A couple years ago, when the first kohlrabi globes appeared in my CSA box, I didn’t know what to make of them, either.
One coworker suggested to boil and mash them with carrots. I did that. Not bad. Someone else advised roasting and smashing. I did that, too—and liked the resulting sweetness a little more. But most times, kohlrabi was showing up in the spring, when I wasn’t really in the mood for a lot of starchy, mashed potatoe-y things. So I started messing around with raw preparations. Slaws, mostly. Cool. Refreshing. With the snappy, watery crunch of jicama or celery root. Now you’re talking.
For awhile, I was dedicated to a riff on Waldorf salad that mixed thinly sliced kohlrabi and apples, and then I uncovered an old post from the Crisper Whisperer at Serious Eats. Variations on their Kohlrabi Remoulade are now solidly in my spring rotation, and I made one Monday night to have with some leftovers from Sunday’s cookout.

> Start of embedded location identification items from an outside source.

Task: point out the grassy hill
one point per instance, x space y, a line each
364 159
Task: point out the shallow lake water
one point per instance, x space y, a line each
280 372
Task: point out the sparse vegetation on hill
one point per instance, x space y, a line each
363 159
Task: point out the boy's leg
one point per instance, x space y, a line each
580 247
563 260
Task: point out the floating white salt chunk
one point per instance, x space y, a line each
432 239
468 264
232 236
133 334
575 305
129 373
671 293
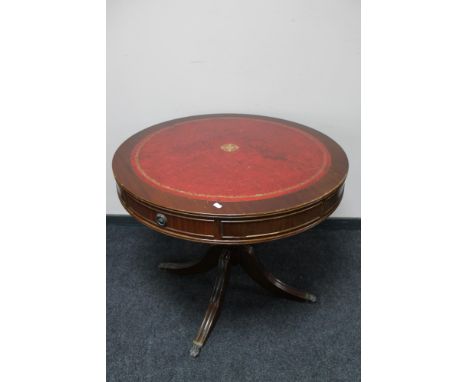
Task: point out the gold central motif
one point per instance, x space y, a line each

That used up two of the stems I got in last week’s box; I’m saving the third for a pickling session later this week.
adapted from Serious Eats
- 2 medium kohlrabi stems
- 1/4 cup mayonnaise (yeah, I just used Hellmann’s – so what?)
- 1 tsp whole grain mustard (bonus points: I did make the mustard myself )
- juice of half a lemon
- 1 tsp Champagne vinegar
- 1 large clove garlic
- 1/4 tsp salt
- fresh-ground black pepper
- 2 tsps chopped tarragon
Peel the thick outer layers from the kohlrabi stems. If you’re fussy about uniformity, use the Julienne blade of a mandoline or a big-gauge box grater to hack up the stems. My knuckles aren’t big fans of graters, and I was too lazy to get out the step stool to rescue my mandoline from the top shelf just for two little knobs of kohlrabi, so I just cut them up into matchsticks using a very sharp knife.
Peel the garlic and then smoosh it into a paste with the salt in a mortar and pestle.
Whisk together the mayo, mustard, lemon juice, vinegar, garlic/salt paste, pepper, and tarragon. Add the shredded kohlrabi, and toss to coat.
Serves 2-3, depending on how big the kohlrabi are. The leftovers were great the next day on a turkey sandwich.